The very first thing you should eliminate is whether your dog has any parasites. Check for worms, giardia, and coccidia at a minimum. Medication can last 5 to 10 days, so be prepared to see softer/runny stools until this is cleared up.

If you have not switched foods recently and you have officially ruled out parasites through a vet stool check and you are still seeing consistently runny stools for more than three weeks, then we move into the realm of chronic diarrhea, which is a different beast altogether. Please make sure that your dog is drinking plenty of water at this point so that it does not become dehydrated and make an appointment with your vet.

Remember, we are talking about consistently runny stools for three or more weeks after ruling out parasites and making sure you are consistent with your kibble.

At this point, things become much more serious and there can be many different causes based on the symptoms presented along with your dog's diarrhea.

Your veterinarian should perform a thorough physical exam on your dog as well as a possible endoscopy and take biopsies from the intestines. Fecal samples, blood chemical profiles, urinalysis and electrolyte panels can help in a diagnosis, as well.

I want everyone to hear this... now we are talking about a LOT more money in vet costs, so please do not take your dog to the vet for diarrhea unless your dog is in the chronic diarrhea stage and you have ruled out food change and parasites beforehand. Please do not allow your vet to begin with all of these tests without doing the preliminary fecal sample first.

Now, I am not saying do not take your dog to the vet if you are worried. I am saying, do not start with all of these more invasive/expensive tests unless you have ruled out the other stuff first. Again, there is no need to panic with the occasional soft or runny stool. There is also no need to panic about parasites. The time to panic and worry is when your dog has chronic diarrhea lasting for three weeks or more. That is very worrisome and we will also be worrying about your dog right along with you at this point. We want to know the cause and make sure that your dog is feeling better as soon as possible.

Lastly, please know that we breeders are behind you 100%. We have heard your concerns about soft stool in your dogs. We have already discussed your various concerns on our breeder's group and are working now to make sure our breeding dogs are not showing these same signs. None of our breeding dogs have chronic diarrhea, but we do see the occasional softer/runny stool. We will be going through the same process as I described for you here. First of all, we will make sure to have a consistent diet throughout the study period. Then, we will rule out parasite involvement.
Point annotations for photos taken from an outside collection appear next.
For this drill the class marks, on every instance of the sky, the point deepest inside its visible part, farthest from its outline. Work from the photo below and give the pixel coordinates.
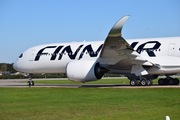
(27, 23)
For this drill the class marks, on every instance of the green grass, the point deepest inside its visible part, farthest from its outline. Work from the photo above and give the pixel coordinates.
(89, 103)
(102, 81)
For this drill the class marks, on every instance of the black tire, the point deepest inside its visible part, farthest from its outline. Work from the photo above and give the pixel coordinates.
(32, 83)
(160, 81)
(166, 82)
(133, 82)
(176, 81)
(143, 82)
(171, 81)
(28, 83)
(149, 82)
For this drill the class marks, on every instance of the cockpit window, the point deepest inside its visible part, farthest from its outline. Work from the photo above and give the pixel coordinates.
(21, 56)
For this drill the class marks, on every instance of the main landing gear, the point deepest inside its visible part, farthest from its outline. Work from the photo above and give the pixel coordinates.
(30, 82)
(168, 81)
(143, 82)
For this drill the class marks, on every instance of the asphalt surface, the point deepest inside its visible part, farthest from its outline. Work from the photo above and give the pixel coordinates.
(15, 83)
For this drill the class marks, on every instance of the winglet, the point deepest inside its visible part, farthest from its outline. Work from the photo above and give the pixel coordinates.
(116, 29)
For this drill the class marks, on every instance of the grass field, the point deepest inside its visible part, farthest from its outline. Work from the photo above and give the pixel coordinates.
(89, 103)
(102, 81)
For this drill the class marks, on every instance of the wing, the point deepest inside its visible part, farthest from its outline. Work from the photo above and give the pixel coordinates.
(118, 54)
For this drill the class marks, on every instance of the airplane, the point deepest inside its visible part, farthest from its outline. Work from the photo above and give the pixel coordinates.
(140, 60)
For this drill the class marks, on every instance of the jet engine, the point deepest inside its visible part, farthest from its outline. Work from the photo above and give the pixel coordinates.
(84, 70)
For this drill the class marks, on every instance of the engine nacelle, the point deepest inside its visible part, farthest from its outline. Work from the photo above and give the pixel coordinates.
(84, 70)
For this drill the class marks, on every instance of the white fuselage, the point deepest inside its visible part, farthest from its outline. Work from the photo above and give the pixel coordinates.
(53, 58)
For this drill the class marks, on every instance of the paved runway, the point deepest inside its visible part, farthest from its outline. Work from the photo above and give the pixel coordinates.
(14, 83)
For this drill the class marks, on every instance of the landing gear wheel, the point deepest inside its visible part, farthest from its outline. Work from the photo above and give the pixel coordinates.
(176, 81)
(133, 82)
(30, 83)
(143, 82)
(161, 82)
(171, 81)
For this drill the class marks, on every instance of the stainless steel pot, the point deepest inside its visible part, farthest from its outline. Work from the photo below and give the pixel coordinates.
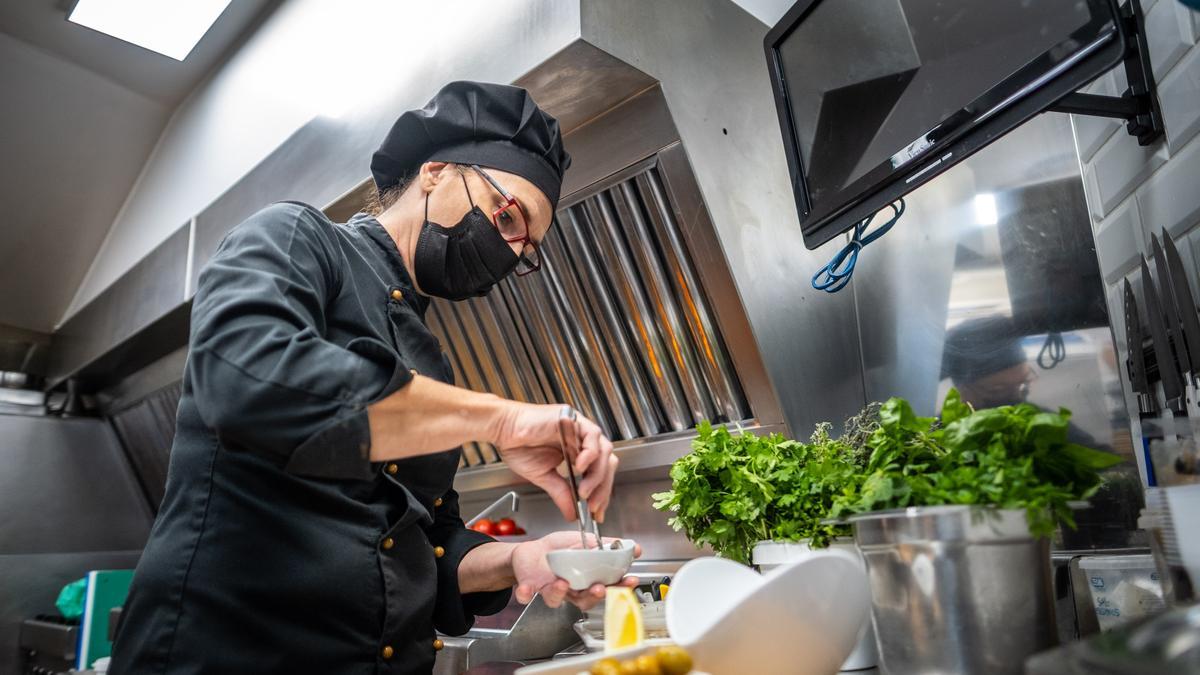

At that point, we will assess whether we continue to experience the occasional softer/runny stool. If so, we will note it and track how often it occurs and which dogs are affected. Our findings will be presented here at the culmination of the study.

Thank you all, again, so much for your dedication to the American Dirus strongbred dog breed and your willingness to be a loving and generous community.

Disclaimer: We are not veterinarians, and the information provided on this platform is not intended to be a substitute for professional veterinary advice, diagnosis, or treatment. The content shared is based solely on our own experiences and what has worked for us as pet owners. Each pet is unique, and their health needs may vary. We strongly recommend consulting a qualified veterinarian for personalized guidance and medical advice tailored to your pet's specific condition. Reliance on any information provided on this platform is solely at your own risk. We disclaim any liability for actions taken based on the content presented here. Always prioritize your pet's well-being and consult a licensed veterinarian for any health-related concerns.